Sunday, September 30, 2007

OUR CONNECTION WITH THE SEA


Shippensburg University is located in the Cumberland Valley of the Appalachian Fold and Thrust physiographic province of the eastern United States. Situated on the drainage divide for both the headwaters of the Conodoguinet (pron. con-a-daw-gwin-it) and the Conococheague (pron. con-a-ka-jig), Shippensburg is upstream from and contributes runoff, sediment, and other materials to the Chesapeake Bay and the world's oceans. Whether through the Susquehanna or Potomac Rivers our local streams are connected to an immense watershed that encompasses everything from our region to the Chesapeake Bay and the Atlantic Ocean, but also includes what is now referred to as the Global Ocean.

The great Potomac River, the ever so critical dividing line between the north and the south, and the Susquehanna, that carves its way through the glacially scoured Appalachian Plateau, meanders through the dense stands of conifer and deciduous forests of the northern highlands, and indeed erodes down to the ancient forests of the Pennsylvanian swamps long since buried, work incessantly to uncover and undo the record of life on Earth. Whether placid and peaceful, or raging and furious, these rivers are doing the work that they have been doing for centuries upon centuries, indeed millennia upon millennia... carrying away rock from the very mountains that gave them birth. As Africa was ripped apart from North America by great tectonic forces (during the reign of the first dinosaurs), not only did the rugged journey begin for these rivers but their birth coincided with the conception of the magnificent modern Atlantic Ocean.

The great ocean basin that demarcates our eastern shore, wages its own war on the materials given up to the sea by these great rivers. Whether through redistribution of sediment along the coasts or by wholesale removal of these materials to the deep ocean floor... wind, waves, and tides have worked tirelessly along with the efforts of running water to heal the scars of the great wounds of tectonic convergence long since extinguished. Mountains, greater in size than those of the modern Himalaya, once towered proudly above the Appalachian Trail. Today they are reduced to a mere shadow of their once immense stature. Season upon season, decade upon decade, these rivers pulverized, dredged, and conveyed rock and sediment to the sea. When their great work is complete and the mountains are no more, they will expire having lived a long life and having performed their required duties. Although it is impossible to say what the future will hold, it is for certain that the Potomac, the Susquehanna, or even their cousins the Delaware, Ohio or Patuxent, will keep on at their tasks until their job is complete. Humankind on the other hand, what is our job and what will our future be?
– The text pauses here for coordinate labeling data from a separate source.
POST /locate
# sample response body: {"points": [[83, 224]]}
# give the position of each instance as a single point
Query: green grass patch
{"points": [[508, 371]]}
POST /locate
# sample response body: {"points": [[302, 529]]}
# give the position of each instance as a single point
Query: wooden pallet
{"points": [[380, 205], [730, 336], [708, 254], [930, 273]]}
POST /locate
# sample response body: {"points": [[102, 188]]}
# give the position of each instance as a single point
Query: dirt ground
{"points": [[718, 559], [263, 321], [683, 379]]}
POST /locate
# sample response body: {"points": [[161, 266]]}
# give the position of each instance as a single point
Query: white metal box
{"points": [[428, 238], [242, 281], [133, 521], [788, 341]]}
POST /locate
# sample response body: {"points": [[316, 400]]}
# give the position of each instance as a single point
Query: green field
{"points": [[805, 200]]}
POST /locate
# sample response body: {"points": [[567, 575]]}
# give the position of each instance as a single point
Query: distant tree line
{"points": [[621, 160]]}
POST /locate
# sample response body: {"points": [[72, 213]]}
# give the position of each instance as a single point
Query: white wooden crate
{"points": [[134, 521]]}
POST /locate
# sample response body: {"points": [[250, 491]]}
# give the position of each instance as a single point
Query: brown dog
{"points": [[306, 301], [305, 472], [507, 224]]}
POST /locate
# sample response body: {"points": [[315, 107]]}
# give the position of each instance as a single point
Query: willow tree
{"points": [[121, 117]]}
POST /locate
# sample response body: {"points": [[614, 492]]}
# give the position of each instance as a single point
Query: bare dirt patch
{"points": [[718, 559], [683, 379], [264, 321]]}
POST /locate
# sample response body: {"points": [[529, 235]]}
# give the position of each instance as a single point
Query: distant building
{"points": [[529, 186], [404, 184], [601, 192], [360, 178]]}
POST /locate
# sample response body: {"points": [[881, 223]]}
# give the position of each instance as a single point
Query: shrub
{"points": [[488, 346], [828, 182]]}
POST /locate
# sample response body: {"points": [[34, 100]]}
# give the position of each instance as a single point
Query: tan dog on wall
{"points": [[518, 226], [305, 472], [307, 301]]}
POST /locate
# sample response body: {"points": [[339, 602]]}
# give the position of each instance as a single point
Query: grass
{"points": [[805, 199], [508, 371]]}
If we have learned anything from Earth's history at all, it is that species are temporary and fleeting. Most have already come and gone with little but a trace, a bone, or a tooth - is that going to be our future? We are tied to our rivers, our bays, and our seas. Without them we have nothing, without them we are nothing.

So what is our job and what will our future be? For the first time ever on Earth, the answer is ours to determine, but no longer should we neglect the health of our rivers, our bays, and our seas. We are guests of this Earth and our time... well our time... we shall see.